His sentencing hearing is set to begin at 10am ET (3pm GMT) on Friday morning in New York.

“Over the past year there have been so many times that I wanted to give up,” Combs wrote. “There have been some days I thought I would be better off dead. The old me died in jail and a new version of me was reborn. Prison will change you or kill you – I choose to live.”

A jury in July acquitted Combs on sex trafficking and racketeering conspiracy charges, meaning he won’t face a life sentence. The prostitution-related counts each carry a maximum punishment of 10 years in prison.

Combs’ lawyers say he should go free this month, arguing his year behind bars has been enough of a penalty, while prosecutors want at least 11 years in jail.

Expressing remorse, Combs wrote that the last two years have been the hardest of his life, adding: “And I have no one to blame for my current reality and situation but myself.”

He continued: “In my life, I have made many mistakes, but I am no longer running from them. I am so sorry for the hurt that I caused, but I understand that the mere words ‘I’m sorry’ will never be good enough as these words alone cannot erase the pain from the past.”
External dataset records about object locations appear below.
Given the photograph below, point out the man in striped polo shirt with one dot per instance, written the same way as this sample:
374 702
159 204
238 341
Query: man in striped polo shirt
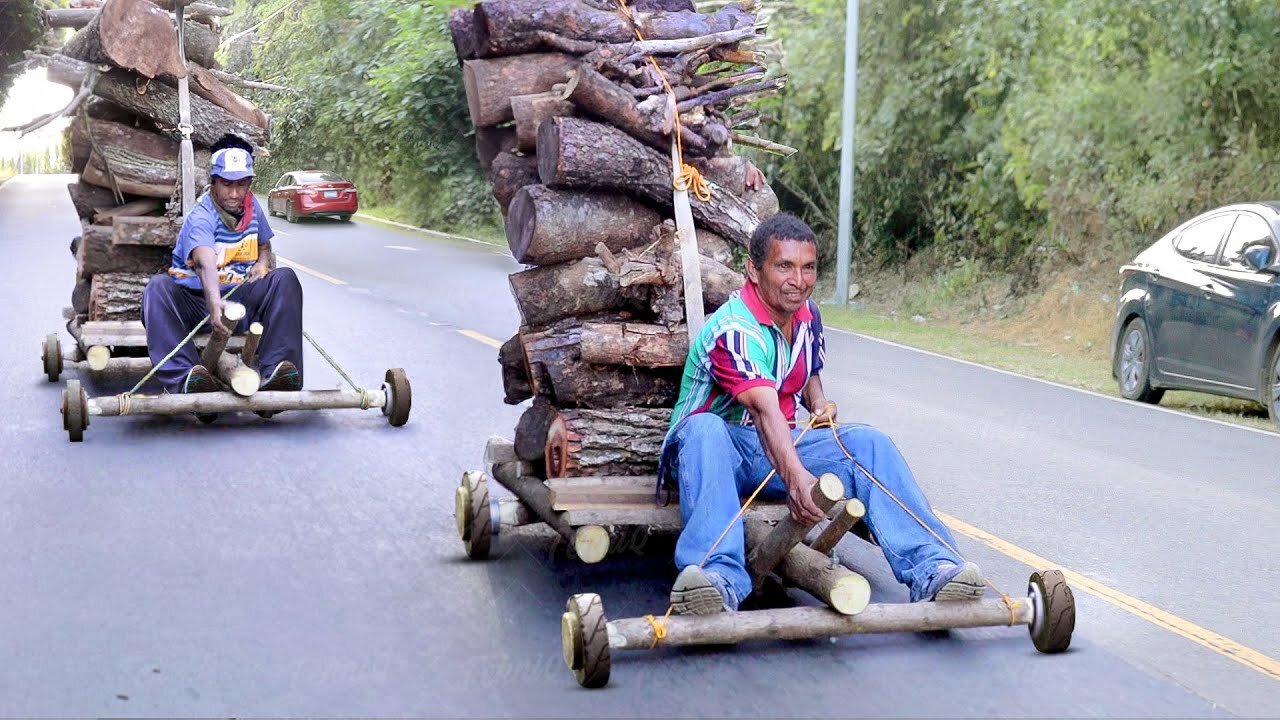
224 241
758 356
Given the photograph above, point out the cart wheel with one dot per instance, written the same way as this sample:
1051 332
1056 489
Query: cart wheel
472 516
74 411
400 397
585 639
1055 611
51 355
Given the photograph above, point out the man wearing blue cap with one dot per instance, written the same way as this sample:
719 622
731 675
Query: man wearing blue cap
224 241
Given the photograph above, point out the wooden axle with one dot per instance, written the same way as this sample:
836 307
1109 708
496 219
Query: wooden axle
808 623
275 401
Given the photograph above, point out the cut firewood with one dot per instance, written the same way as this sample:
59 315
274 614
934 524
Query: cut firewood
548 226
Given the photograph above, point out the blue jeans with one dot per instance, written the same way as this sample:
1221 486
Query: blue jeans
716 464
Combs apologized for hitting, kicking and dragging then-girlfriend Cassie Ventura at a Los Angeles hotel in 2016 – an attack captured on security camera footage shown to jurors repeatedly during his two-month trial.

“The scene and images of me assaulting Cassie play over and over in my head daily,” Combs wrote. “I literally lost my mind. I was dead wrong for putting my hands on the woman that I loved. I’m sorry for that and always will be.”

Combs also apologized to a woman who testified under the pseudonym “Jane,” saying: “After hearing her testimony, I realized that I hurt her. For this I am deeply sorry.”

He added that “the remorse, the sorrow, the regret, the disappointment, the shame” from his behavior has made it “so hard for me to forgive myself.”

“It is like a deep wound that leaves an ugly scar,” Combs continued. “I lost my way. I got lost in my journey. Lost in the drugs and the excess. My downfall was rooted in my selfishness.”

In jail, he said, he has been reading, writing, working out and teaching a six-week course to other inmates, “Free Game with Diddy,” imparting his business wisdom, as well as lessons learned from his mistakes and failures.